Keine Erinnerung
Der Freitag und das Wochenende waren in verschiedenen Formen dem Erinnern und Gedenken gewidmet. Natürlich ist der 9. November ein Tag, an dem wir über die besondere Wichtigkeit des Erinnerns sprechen. Völlig zu Recht. Am 8. November wurde mir im Landtag aber ganz praktisch vor Augen geführt, wie fatal das Nichterinnern oder das Nichterinnern wollen ist.
Im Untersuchungsausschuss 5/2 hieß es von den Verantwortlichen aus dem Verfassungsschutz immer wieder: „Ich weiß nix.“ oder „Ich erinnere mich nicht.“ Etwas blumiger gab es auch noch die Variante: „Ich bin traurig, aber es gab keine Fehler im Amt. Falls doch, dann trage ich dafür keine Verantwortung, aber es macht mich betroffen, wenn ich das so höre. Und dann bin ich wieder traurig.“ Und so weiter und so fort – es ist zum aus der Haut fahren. Ohne Erinnerung gibt es keine Aufarbeitung und ohne Aufarbeitung kein Ändern unseres Handels in der Gegenwart. Da gilt für den 9. November 1938 genauso wie für den falschen Umgang des Verfassungsschutz mit Nazis in der jüngeren Vergangenheit – wobei ich die Ereignisse in keiner Weise gleichsetzen und damit relativieren will. Es geht mir um die Wichtigkeit des Erinnerns und der Aufarbeitung.

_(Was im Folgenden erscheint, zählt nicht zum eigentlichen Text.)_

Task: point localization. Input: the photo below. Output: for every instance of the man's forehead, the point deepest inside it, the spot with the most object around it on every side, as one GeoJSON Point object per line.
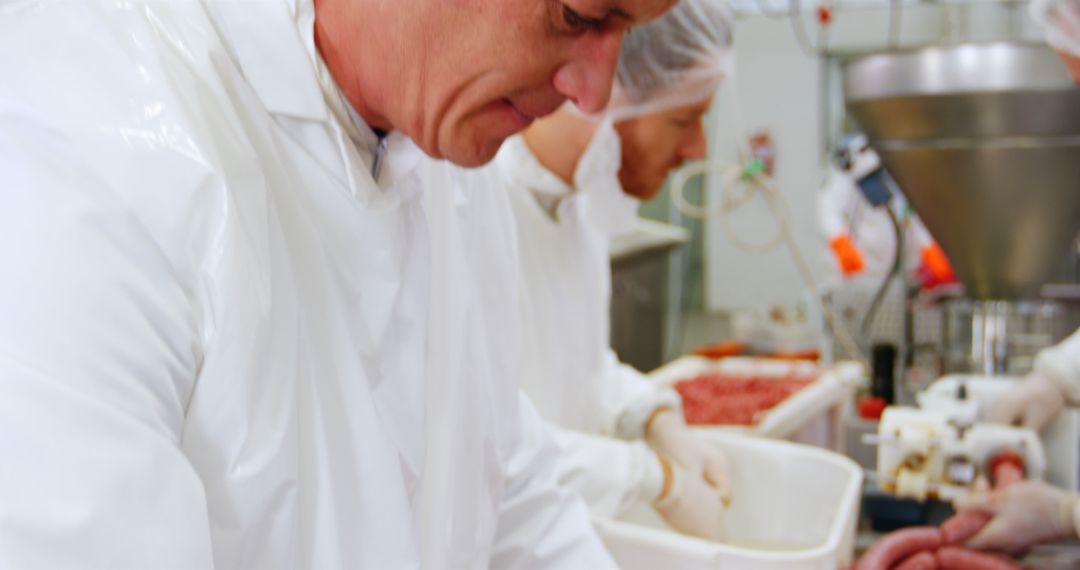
{"type": "Point", "coordinates": [632, 12]}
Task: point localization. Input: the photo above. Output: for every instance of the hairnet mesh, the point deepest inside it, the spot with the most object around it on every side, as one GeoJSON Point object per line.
{"type": "Point", "coordinates": [674, 60]}
{"type": "Point", "coordinates": [1062, 21]}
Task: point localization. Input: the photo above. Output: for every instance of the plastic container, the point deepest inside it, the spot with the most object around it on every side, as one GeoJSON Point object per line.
{"type": "Point", "coordinates": [811, 416]}
{"type": "Point", "coordinates": [794, 507]}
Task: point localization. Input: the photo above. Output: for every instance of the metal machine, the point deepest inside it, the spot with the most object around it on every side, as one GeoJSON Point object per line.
{"type": "Point", "coordinates": [984, 140]}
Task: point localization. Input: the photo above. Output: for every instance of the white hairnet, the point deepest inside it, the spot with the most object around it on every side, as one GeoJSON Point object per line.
{"type": "Point", "coordinates": [674, 60]}
{"type": "Point", "coordinates": [1062, 21]}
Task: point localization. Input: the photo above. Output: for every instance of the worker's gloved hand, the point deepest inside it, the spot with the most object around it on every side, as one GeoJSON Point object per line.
{"type": "Point", "coordinates": [698, 487]}
{"type": "Point", "coordinates": [1031, 404]}
{"type": "Point", "coordinates": [670, 436]}
{"type": "Point", "coordinates": [1025, 514]}
{"type": "Point", "coordinates": [690, 504]}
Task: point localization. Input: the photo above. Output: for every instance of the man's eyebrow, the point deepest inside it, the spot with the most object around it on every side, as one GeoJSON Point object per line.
{"type": "Point", "coordinates": [621, 14]}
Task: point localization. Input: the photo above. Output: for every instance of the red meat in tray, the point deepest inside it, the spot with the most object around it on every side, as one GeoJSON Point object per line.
{"type": "Point", "coordinates": [719, 398]}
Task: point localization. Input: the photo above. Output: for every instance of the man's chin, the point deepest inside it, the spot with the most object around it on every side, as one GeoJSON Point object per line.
{"type": "Point", "coordinates": [473, 154]}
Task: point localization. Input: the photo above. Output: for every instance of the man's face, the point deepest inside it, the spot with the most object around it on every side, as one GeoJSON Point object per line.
{"type": "Point", "coordinates": [493, 66]}
{"type": "Point", "coordinates": [655, 145]}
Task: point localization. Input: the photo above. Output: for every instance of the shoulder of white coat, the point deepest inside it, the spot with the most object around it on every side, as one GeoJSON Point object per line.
{"type": "Point", "coordinates": [122, 87]}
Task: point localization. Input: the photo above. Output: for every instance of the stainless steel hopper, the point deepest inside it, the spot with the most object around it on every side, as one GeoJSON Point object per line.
{"type": "Point", "coordinates": [984, 140]}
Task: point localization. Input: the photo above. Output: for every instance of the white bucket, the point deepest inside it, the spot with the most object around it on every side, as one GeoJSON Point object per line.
{"type": "Point", "coordinates": [793, 507]}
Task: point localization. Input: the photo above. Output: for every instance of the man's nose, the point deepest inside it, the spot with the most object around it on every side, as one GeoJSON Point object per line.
{"type": "Point", "coordinates": [585, 79]}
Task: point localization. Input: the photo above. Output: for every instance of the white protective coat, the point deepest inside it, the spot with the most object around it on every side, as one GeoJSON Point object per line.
{"type": "Point", "coordinates": [571, 374]}
{"type": "Point", "coordinates": [1061, 364]}
{"type": "Point", "coordinates": [212, 350]}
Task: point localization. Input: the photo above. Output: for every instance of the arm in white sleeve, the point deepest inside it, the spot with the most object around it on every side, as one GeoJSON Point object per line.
{"type": "Point", "coordinates": [630, 398]}
{"type": "Point", "coordinates": [97, 356]}
{"type": "Point", "coordinates": [542, 525]}
{"type": "Point", "coordinates": [611, 475]}
{"type": "Point", "coordinates": [1061, 364]}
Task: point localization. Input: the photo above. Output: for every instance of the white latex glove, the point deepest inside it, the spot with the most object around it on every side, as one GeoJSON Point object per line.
{"type": "Point", "coordinates": [670, 436]}
{"type": "Point", "coordinates": [1025, 514]}
{"type": "Point", "coordinates": [699, 486]}
{"type": "Point", "coordinates": [689, 504]}
{"type": "Point", "coordinates": [1031, 404]}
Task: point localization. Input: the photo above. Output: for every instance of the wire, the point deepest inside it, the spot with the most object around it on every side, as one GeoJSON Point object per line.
{"type": "Point", "coordinates": [799, 28]}
{"type": "Point", "coordinates": [895, 269]}
{"type": "Point", "coordinates": [756, 182]}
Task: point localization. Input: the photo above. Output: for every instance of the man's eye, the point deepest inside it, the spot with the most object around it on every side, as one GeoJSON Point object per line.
{"type": "Point", "coordinates": [578, 23]}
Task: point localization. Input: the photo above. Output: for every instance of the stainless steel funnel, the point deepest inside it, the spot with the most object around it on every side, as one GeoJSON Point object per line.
{"type": "Point", "coordinates": [984, 140]}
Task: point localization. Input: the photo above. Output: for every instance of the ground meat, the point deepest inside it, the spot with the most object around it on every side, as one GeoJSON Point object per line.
{"type": "Point", "coordinates": [721, 398]}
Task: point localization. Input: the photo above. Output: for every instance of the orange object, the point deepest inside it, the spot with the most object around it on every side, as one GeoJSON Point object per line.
{"type": "Point", "coordinates": [937, 269]}
{"type": "Point", "coordinates": [849, 256]}
{"type": "Point", "coordinates": [721, 350]}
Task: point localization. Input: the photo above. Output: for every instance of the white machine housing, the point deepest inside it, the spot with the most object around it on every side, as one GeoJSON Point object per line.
{"type": "Point", "coordinates": [925, 453]}
{"type": "Point", "coordinates": [1061, 437]}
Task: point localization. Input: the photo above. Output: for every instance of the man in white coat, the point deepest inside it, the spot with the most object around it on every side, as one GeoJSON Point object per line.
{"type": "Point", "coordinates": [1034, 512]}
{"type": "Point", "coordinates": [575, 180]}
{"type": "Point", "coordinates": [216, 297]}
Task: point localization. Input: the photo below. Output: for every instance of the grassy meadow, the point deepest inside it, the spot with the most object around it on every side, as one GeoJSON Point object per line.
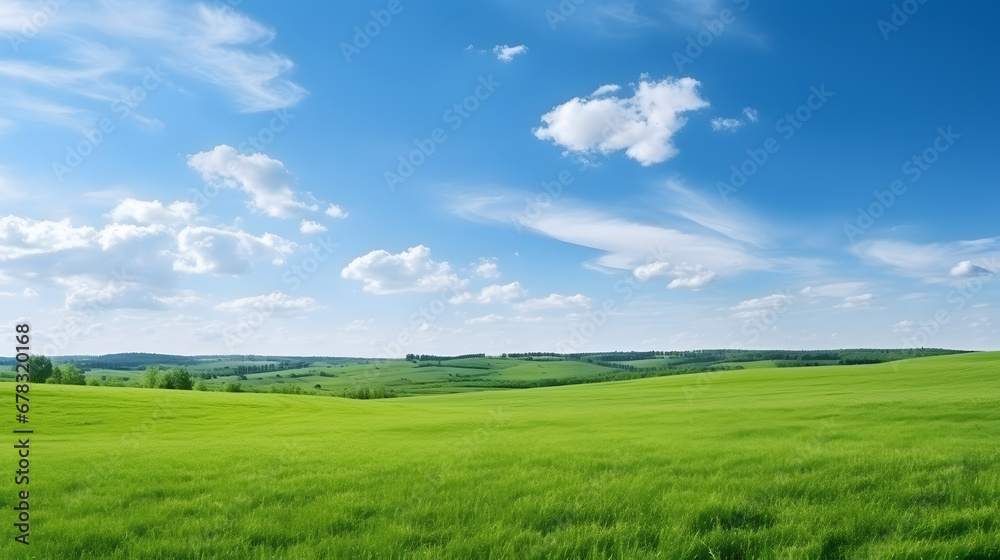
{"type": "Point", "coordinates": [893, 460]}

Am Samtagabend wurde in Erfurt daran gedacht, wie es war als 453 Erfurterinnen und Erfurter ermordet wurden, nur aus dem einzigen Grund, weil sie Juden waren. Wie das alles anfing mit dem Rassenwahn, der Denunziation, der Ausplünderung und schließlich die systematische Ermordung von Juden, Sinti und Roma, Homosexuelle, Menschen mit Behinderung und politisch Andersdenkenden.
Nur erinnern reicht aber nicht. Die Gegenwart bietet reichlich Anlass zur Beunruhigung. Deshalb freut es mich, dass in Greiz hunderte Menschen diese Beunruhigung zum Anlass nehmen und gegen Fremdenfeindlichkeit auf die Straße gehen, trotz der Schikanen der Behörden und den Verdrehungen der zuständigen Landrätin Schweinsburg (CDU). Fremdenfeindlichkeit muss entgegengetreten werden, auch wenn sie sich in der Praxis von Behörden zeigt, wenn diese beispielsweise Gutscheine anstatt Bargeld ausgeben. Das ist reine Schikane und führt zur Stigmatisierung der Flüchtlinge. Der 9. November sollte uns eigentlich etwas anderes lehren.